Repository files navigation

autoHSP - Autonomous Determination of Hansen Solubility Parameters via Active Learning

Table of Contents

Citation

This project is a part of the autoHSP preprint/publication:

@misc{fu_autonomous_2025,
  title={Autonomous Determination of Hansen Solubility Parameters via Active Learning},
  authors={Fu, Sijie and Wang, Daniel and Henderiks, Harmanna and Nogueira Assis, Andre and Charron, James and Washburn, Newell},
  date={2025-08-06},
  doi={10.26434/chemrxiv-2025-c7g4r},
  url = {https://chemrxiv.org/engage/chemrxiv/article-details/685b02eb3ba0887c335cf804},
}

Overview

This project is designed to leverage a remote lab for autonomous research. More specifically, autoHSP uses a remote lab and generates the corresponsing experimental protocols for (semi-)automated experimentation without needing in-house setup.

autoHSP generates bi-solvent mixtures for measuring Hansen Solubility Parameters (HSPs), which greatly expands the solvent library and search space. Thus, it selects solvents, schedule experiments, and analyzes the results in a closed-loop and autonomous fashion. autoHSP does not perform an exhaustive search over the entire solvent space, but rather intelligently selects solvents based on the results of previous experiments. autoHSP implements a computer vision (CV) algorithm to analyze the images of the vials and determine the misciblity, as well as a batch-model active learning (BMAL) algorithm to select the solvents and schedule the experiments.

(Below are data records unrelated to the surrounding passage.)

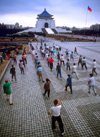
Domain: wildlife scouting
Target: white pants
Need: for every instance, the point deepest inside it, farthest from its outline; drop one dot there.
(9, 97)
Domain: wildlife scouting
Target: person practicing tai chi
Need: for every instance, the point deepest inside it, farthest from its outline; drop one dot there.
(55, 111)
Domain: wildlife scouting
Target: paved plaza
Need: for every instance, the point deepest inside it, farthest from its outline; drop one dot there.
(28, 117)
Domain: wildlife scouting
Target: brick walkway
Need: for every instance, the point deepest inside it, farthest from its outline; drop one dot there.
(28, 116)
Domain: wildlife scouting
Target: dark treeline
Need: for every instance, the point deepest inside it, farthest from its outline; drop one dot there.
(86, 32)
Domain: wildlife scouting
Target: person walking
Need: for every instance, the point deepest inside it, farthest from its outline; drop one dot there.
(80, 60)
(72, 56)
(91, 84)
(47, 87)
(68, 65)
(13, 72)
(62, 60)
(74, 70)
(58, 69)
(39, 71)
(21, 66)
(55, 111)
(7, 91)
(51, 63)
(84, 63)
(69, 83)
(94, 67)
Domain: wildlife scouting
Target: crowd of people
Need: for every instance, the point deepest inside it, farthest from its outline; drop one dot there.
(67, 60)
(64, 60)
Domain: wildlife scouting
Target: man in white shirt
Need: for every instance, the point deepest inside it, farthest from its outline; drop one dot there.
(91, 84)
(74, 70)
(55, 111)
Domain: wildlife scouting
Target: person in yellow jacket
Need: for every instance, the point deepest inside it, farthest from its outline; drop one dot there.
(7, 91)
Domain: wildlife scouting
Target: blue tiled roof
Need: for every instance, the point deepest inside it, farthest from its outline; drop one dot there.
(45, 13)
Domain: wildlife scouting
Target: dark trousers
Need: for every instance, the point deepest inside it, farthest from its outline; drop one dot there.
(68, 67)
(84, 64)
(47, 91)
(59, 120)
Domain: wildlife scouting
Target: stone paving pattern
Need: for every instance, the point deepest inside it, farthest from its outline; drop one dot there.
(28, 116)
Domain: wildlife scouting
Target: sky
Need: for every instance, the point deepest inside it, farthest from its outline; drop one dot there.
(66, 12)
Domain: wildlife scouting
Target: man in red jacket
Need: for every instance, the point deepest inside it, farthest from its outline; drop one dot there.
(51, 63)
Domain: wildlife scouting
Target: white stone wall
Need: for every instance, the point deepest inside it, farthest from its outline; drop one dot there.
(40, 23)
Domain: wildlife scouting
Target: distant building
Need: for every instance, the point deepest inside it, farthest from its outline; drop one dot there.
(11, 26)
(45, 20)
(46, 24)
(95, 27)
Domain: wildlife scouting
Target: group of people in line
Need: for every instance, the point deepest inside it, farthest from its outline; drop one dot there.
(7, 84)
(50, 53)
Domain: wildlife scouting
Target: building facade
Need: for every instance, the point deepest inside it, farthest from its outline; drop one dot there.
(45, 20)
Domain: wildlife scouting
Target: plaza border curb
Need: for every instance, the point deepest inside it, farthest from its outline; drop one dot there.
(2, 74)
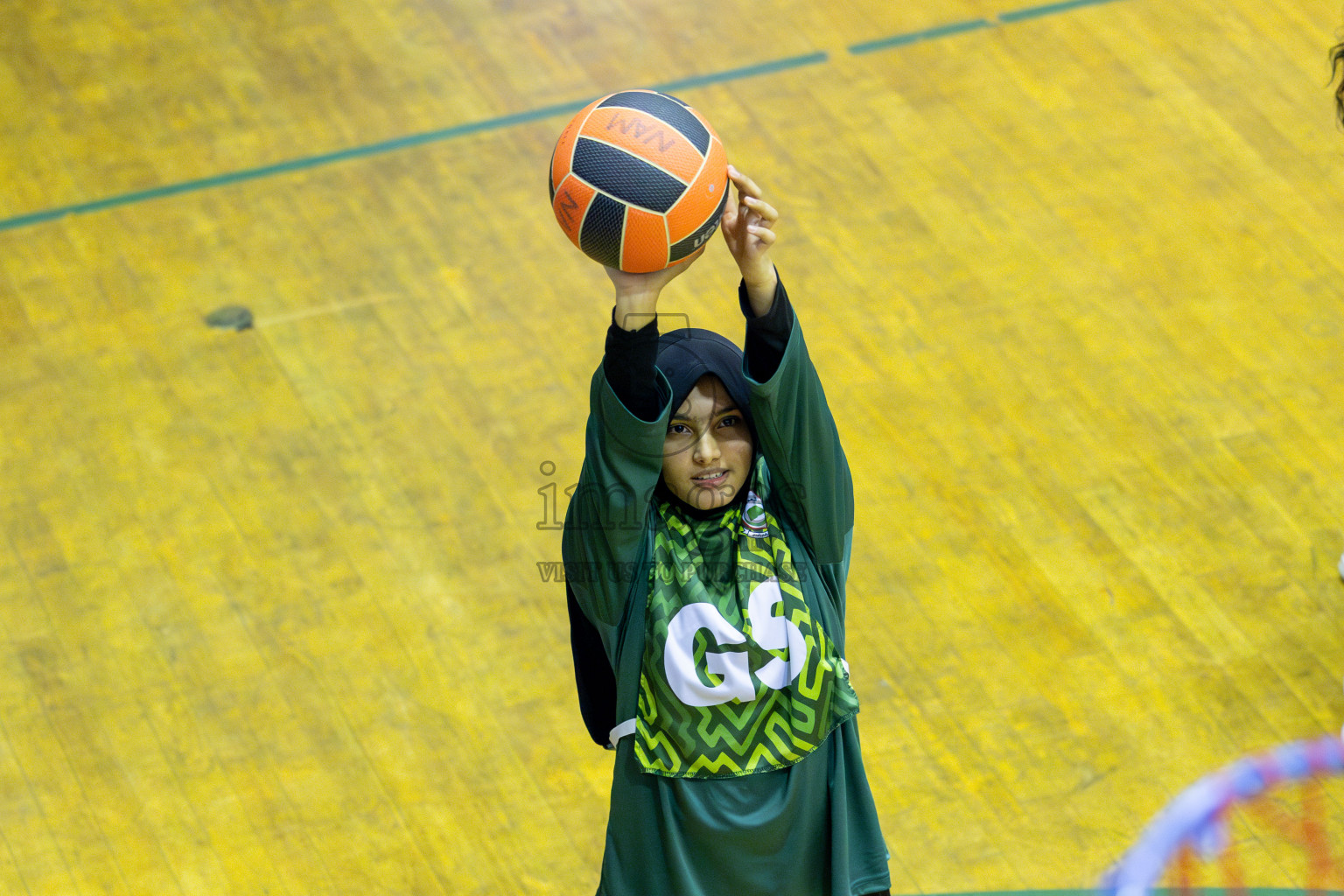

This project uses Flask as the backend API to host autoHSP and Streamlit as the frontend for visualizing and interacting with the data and results. Streamlit also handles some backend logic for data manipulation.

Structure

. # root directory of the autoHSP project
├── .streamlit/
│   ├── config.toml # Streamlit configuration file
│   └── default_login.yaml # default login configuration file
├── data/
│   ├── exp_config/ # directory for experiment configurations
│   │   ├── default.toml # default config for a test resin
│   │   ├── {resin_code}.toml # resin-specific config
│   │   └── readme.md
│   ├── exp_record/ # directory for experiment records
│   │   ├── {resin_code}_prior.csv # prior info about a resin
│   │   ├── {resin_code}.csv # resin-specific records
│   │   └── ...
│   ├── solvents.csv # solvents for the experiments
│   ├── resins.csv # resins for the experiments
│   └── ...
├── HSP/ # core HSP module for solvent selection and experiment scheduling
│   ├── api.py # API for the Flask app to handle experiment scheduling
│   ├── hsp_{...}.py # solvent selection module (irrelevant to experiment scheduling)
│   ├── info.py # configuration
│   ├── tasks.py # more detailed implementation of the experiment scheduling
│   └── {...}.py # scripts for experiment scheduling (related to experiment scheduling)
├── images/ # needs extra download step
│   ├── analysis/ # directory for analysis results
│   │   ├── {md5}.json # analysis results for the image with MD5 hash
│   ├── {md5}.jpg # collected images in autoHSP
│   └── readme.json # a mapping between MD5 and image names
├── resources/  #  additional resources/information
│   ├── autoHSP_lab_script.nb # Mathematica notebook for the lab-specific script
│   ├── autoHSP_lab_script.pdf # PDF version of the Mathematica notebook
│   └── autoHSP_nginx_conf # Nginx config for `autoHSP`
├── st_app_funcs/
│   └── {...}.py # different pages for the Streamlit app
├── templates/ # static HTML files for the Flask app
├── .gitignore
├── download.py # script to download additional resources (images, etc.)
├── Flask_test.py # testing Flask APIs
├── Flask_utils.py # utility functions for Flask app
├── Flask.py # Flask app
├── info.py # config shared between Streamlit and Flask apps
├── LICENSE
├── login.py # login functions for Streamlit app
├── main.py # Streamlit app
├── README.md # this file
├── requirements.txt # Python dependencies
├── selection_example.py # test for the solvent selection algorithm
└── utils.py # utility functions for Flask and Streamlit

Installation

Python 3.12 is recommended for this project. The following instructions assume you have conda installed. You can also use other Python package managers.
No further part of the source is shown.